For nearly 15 years, fashion professor Kim Guthrie has been working with students to collect, trade, and dispose of fabric scarps, saving them from a growing mountain of textile waste. They started by placing collection bins in the fashion department, which quickly filled with more than a ton of textile waste.
Guthrie then developed Pop Up Stop to weave in an education and outreach component. She partnered with local organizations around Richmond to place additional collection bins, giving members of the community a way to dispose of unusable textiles.
By last year, however, Guthrie was looking to make a bolder statement.

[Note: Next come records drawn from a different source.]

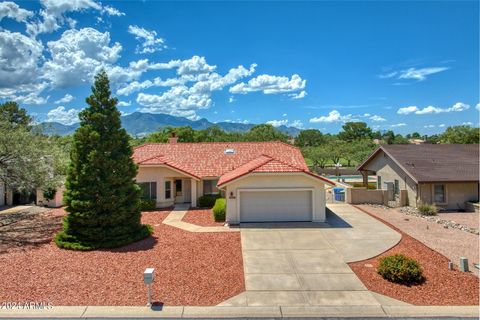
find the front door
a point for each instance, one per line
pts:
(187, 190)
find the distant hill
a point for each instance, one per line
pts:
(140, 124)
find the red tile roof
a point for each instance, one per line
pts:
(209, 159)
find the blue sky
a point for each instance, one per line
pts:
(407, 66)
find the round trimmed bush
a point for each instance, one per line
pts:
(401, 269)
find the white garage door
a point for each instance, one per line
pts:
(277, 205)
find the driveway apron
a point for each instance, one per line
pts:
(305, 264)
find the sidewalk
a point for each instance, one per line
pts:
(241, 312)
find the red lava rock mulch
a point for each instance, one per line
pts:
(190, 269)
(442, 286)
(201, 217)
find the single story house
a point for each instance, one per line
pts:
(262, 181)
(446, 175)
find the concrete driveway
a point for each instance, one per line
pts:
(305, 264)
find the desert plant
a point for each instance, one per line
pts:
(401, 269)
(208, 200)
(428, 209)
(219, 209)
(101, 196)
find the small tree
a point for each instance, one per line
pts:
(101, 197)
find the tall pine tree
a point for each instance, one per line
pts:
(101, 197)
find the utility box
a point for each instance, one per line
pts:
(148, 275)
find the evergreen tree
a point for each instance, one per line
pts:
(101, 197)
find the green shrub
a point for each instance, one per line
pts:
(147, 204)
(219, 209)
(400, 269)
(428, 209)
(208, 200)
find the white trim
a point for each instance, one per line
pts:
(274, 174)
(312, 199)
(168, 167)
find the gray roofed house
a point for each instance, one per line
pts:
(446, 175)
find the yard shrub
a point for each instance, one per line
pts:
(428, 209)
(219, 209)
(401, 269)
(147, 204)
(208, 200)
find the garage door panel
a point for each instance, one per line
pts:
(257, 206)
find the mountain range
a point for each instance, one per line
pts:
(139, 124)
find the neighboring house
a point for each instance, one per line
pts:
(446, 175)
(262, 181)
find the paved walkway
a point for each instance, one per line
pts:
(175, 217)
(305, 264)
(106, 312)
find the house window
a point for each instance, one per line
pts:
(439, 193)
(149, 190)
(178, 187)
(210, 186)
(168, 189)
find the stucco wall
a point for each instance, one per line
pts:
(160, 175)
(276, 181)
(456, 194)
(386, 168)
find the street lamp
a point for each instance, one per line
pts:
(148, 279)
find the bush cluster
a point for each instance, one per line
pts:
(401, 269)
(208, 200)
(219, 209)
(428, 209)
(147, 204)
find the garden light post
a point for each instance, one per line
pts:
(148, 279)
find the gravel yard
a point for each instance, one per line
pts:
(191, 269)
(201, 217)
(452, 243)
(442, 286)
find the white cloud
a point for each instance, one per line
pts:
(63, 116)
(66, 99)
(111, 11)
(19, 59)
(377, 118)
(277, 123)
(78, 55)
(13, 11)
(429, 110)
(297, 124)
(333, 116)
(300, 95)
(407, 110)
(457, 107)
(54, 14)
(271, 85)
(150, 43)
(413, 73)
(185, 101)
(124, 103)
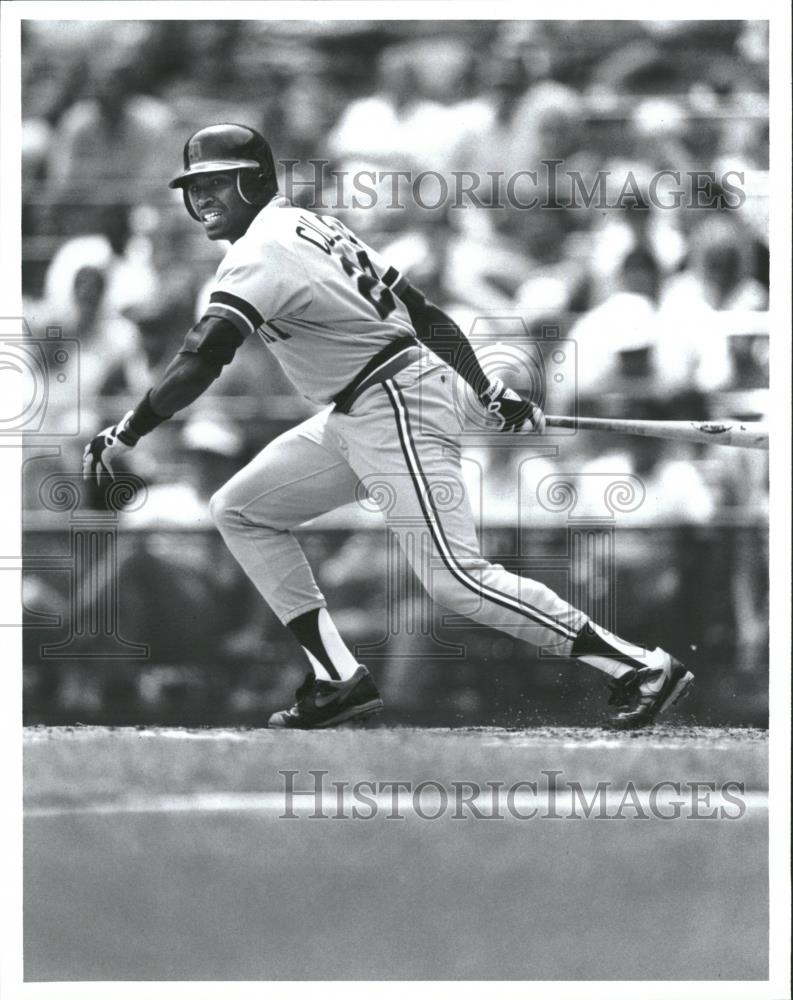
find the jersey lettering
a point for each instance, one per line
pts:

The U.S. alone generates 13 million tons of textile waste annually, with the average garment being worn as few as seven times before being discarded. While donating unwanted clothes seems like a responsible alternative, in reality, about half of donated clothes aren’t suitable for resale. The rest are sent overseas, to landfills, or incinerated.
“I wanted to communicate the issues of textile waste in an unexpected, more provocative way,” she says. “I had this idea of uncovering fashion, of uncovering what’s really going on.
“So, I commissioned five of my colleagues to create a piece as a response to how they’re thinking about the global textile waste crisis.”
With the help of a VCUarts Dean’s Research Grant, Guthrie placed collection bins on campus at the Student Commons, SHIFT Retail Lab, and the Institute for Contemporary Art at VCU, as well as local businesses like Diversity Thrift, Topstich Mending, and Bluebones Vintage. They collected more than 700 pounds of fabric.
Once the spring 2025 semester ended, Guthrie and five other fashion faculty members—Cate Latham, Hawa Stwodah, Kevin Sellars, Jeannine Diego, and Michael Birch-Pierce—dumped everything on a table and started sorting by color.

Guthrie gravitated to black. She found three polyester dresses with lace work and other embellishments, as well as fully intact mid-century peignoir dressing gown. She combined them into a single dress—entitled Dead Dress—and mounted them to a canvas covered in strips of black t-shirts.
“It’s called Dead Dress because, to me, people are letting their clothes die,” she says. “But those three dead dresses are now living together in a different way. I wanted to rescue the prettiness of them.”
The UNCOVERING Fashion exhibition was on display in Richmond’s Main Street Station gallery in October, bringing their conversation about textile waste and alternative reuse to the public. Guthrie hopes visitors were inspired to consider their own behaviors around consumption and waste.
“I’m always overwhelmed by how much is all around us, all the time—whether it’s digital or tactile,” she says. “I will fashion wasn’t overproduced, that we threw less away, that people see the value in all types of objects that we ‘acquire.’
“I want to find ways for people to pause and think differently, even just for a minute or two.”